When I started studies at the University of Kansas in Lawrence in the Dyche Museum of Natural History, I saw the preserved body of Comanche, a horse that survived the battle at the Little Bighorn despite grave injuries. I became fascinated with this beautiful horse and his history, especially when I learned that the horse lived for a time at Fort Meade, near Sturgis, South Dakota, where my father grew up. Comanche spent a lot of time at forts in Kansas, my home state, before his final spot in Dyche Museum.

The Battle of Little Bighorn in Montana (June 25–26, 1876) has been depicted widely in paintings, books and movies from many viewpoints.  Visiting the battlefield adds much more to the story as you travel over the rolling hills of grass, reading how the battle occurred.  My husband and I have visited this battlefield twice.  Horses graze in the pastures there, bringing to mind the many horses who tragically were involved in the battle.
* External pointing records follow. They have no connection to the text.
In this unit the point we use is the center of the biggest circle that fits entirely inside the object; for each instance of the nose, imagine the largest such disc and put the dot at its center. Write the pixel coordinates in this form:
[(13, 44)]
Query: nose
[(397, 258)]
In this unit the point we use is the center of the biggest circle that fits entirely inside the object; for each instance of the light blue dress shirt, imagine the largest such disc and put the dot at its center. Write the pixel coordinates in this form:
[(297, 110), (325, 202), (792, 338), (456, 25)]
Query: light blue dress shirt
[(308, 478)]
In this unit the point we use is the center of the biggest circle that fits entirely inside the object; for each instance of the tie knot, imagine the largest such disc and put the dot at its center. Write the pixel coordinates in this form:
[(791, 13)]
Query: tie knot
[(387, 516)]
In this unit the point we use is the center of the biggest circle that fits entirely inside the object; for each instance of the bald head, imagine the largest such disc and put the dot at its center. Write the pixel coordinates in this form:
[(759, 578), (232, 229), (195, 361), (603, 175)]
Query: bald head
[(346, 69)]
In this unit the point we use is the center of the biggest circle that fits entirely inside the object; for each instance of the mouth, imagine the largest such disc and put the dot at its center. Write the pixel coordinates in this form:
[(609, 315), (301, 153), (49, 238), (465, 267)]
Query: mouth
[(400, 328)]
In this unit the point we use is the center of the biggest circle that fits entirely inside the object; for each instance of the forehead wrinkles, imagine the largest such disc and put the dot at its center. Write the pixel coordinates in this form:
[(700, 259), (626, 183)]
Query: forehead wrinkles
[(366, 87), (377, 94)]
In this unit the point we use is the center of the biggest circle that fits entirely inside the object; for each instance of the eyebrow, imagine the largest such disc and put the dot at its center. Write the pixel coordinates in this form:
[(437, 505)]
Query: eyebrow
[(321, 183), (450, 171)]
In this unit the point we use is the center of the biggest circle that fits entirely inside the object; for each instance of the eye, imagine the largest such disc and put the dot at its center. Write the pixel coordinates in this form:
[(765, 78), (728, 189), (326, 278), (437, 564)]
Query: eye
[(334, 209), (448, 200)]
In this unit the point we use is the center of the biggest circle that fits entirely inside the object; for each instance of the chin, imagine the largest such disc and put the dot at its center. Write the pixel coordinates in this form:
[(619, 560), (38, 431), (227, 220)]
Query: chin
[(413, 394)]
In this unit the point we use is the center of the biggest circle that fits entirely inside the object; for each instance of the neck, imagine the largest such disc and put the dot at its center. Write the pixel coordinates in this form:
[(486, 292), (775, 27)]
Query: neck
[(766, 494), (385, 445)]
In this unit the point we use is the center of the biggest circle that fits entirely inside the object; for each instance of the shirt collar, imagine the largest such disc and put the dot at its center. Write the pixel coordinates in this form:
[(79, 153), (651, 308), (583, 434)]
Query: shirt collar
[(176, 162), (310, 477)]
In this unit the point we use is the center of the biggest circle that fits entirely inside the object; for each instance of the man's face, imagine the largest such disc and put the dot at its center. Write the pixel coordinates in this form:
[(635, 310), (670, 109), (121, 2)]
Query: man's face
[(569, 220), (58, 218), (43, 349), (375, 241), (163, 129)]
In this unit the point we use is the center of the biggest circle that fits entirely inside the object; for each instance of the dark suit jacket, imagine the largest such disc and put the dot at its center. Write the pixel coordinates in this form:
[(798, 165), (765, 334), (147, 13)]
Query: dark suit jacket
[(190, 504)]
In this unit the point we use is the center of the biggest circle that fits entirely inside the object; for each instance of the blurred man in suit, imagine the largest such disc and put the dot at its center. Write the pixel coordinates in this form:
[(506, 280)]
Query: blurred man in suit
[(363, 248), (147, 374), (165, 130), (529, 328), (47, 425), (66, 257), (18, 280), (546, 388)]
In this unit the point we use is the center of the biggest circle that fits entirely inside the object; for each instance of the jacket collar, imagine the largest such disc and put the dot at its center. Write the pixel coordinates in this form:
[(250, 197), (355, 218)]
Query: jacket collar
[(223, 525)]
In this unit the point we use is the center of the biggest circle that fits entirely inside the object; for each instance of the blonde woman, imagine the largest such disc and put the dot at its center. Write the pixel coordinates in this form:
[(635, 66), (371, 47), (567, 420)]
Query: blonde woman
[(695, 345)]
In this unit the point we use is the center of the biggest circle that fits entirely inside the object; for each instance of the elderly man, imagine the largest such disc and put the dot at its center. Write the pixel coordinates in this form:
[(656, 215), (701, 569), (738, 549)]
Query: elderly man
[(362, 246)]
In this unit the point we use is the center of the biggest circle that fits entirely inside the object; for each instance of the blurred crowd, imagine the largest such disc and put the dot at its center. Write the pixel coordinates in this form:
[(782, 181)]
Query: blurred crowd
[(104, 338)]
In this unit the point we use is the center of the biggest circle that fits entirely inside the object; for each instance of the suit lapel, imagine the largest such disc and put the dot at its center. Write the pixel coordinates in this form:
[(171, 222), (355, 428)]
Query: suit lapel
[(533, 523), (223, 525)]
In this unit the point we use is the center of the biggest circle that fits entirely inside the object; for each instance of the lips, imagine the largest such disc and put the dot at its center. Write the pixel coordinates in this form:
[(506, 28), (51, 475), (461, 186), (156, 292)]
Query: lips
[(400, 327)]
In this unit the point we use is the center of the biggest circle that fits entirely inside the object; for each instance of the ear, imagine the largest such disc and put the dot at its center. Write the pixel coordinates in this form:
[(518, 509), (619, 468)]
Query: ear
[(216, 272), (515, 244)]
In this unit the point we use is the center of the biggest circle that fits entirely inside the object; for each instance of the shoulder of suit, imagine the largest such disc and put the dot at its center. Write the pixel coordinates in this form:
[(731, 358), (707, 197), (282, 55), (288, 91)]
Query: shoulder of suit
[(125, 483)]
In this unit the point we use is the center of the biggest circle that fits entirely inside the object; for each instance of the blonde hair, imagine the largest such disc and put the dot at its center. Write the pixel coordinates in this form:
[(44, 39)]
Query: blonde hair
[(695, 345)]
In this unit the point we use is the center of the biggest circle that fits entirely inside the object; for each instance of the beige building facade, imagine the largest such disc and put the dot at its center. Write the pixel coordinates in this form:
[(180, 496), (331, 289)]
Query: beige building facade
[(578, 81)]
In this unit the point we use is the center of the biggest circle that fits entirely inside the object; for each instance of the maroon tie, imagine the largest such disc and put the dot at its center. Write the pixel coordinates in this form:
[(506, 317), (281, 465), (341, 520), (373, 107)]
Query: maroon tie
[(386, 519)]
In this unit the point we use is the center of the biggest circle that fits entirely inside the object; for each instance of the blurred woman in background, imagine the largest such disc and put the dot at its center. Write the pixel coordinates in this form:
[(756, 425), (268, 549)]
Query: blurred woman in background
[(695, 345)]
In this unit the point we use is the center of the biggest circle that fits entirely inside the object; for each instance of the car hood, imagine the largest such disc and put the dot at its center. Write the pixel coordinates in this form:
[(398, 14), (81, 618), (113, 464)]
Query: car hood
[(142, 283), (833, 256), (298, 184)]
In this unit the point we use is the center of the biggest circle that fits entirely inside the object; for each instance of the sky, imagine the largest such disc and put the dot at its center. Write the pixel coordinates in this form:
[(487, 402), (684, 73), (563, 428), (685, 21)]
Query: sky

Seventh Cavalry Horse Cemetery Memorial at the Little Bighorn Battlefield National Memorial, Montana.

My first memory of learning about the battle happened when I was a Girl Scout tour guide in the late 1960s at the open-air museum Cowtown.  I saw a painting depicting “Custer’s Last Stand”  in one of the buildings in Cowtown, an “Old West” museum with more than 50 historic and re-created buildings, in Wichita, Kansas.

In 1970, when I started studies at the University of Kansas in Lawrence, the popular movie “Little Big Man” debuted.  Based on a novel by Thomas Berger,  “Little Big Man” depicted scenes from the Battle of the Little Bighorn, known as the Battle of the Greasy Grass by Native Americans. There is too much to write about Lieutenant Colonel George Armstrong Custer and his U.S. Army 7th Cavalry fatal encounter with the Lakota, Northern Cheyenne, and Arapaho Native Americans, but I’ll add some links at the bottom of this post.

About the Battle of the Little Bighorn (from Wikipedia)

A marker shows where Lieutenant Colonel George Armstrong Custer fell on Last Stand Hill at the Little Bighorn Battlefield Monument in Montana.

 

 

 

The horse Comanche, photographed in 1887. Comanche survived the Battle of the Little Bighorn. He is one of only four horses in United States history to be given a military funeral with full military honors. His preserved body is now on display at Dyche Museum of Natural History at the University of Kansas.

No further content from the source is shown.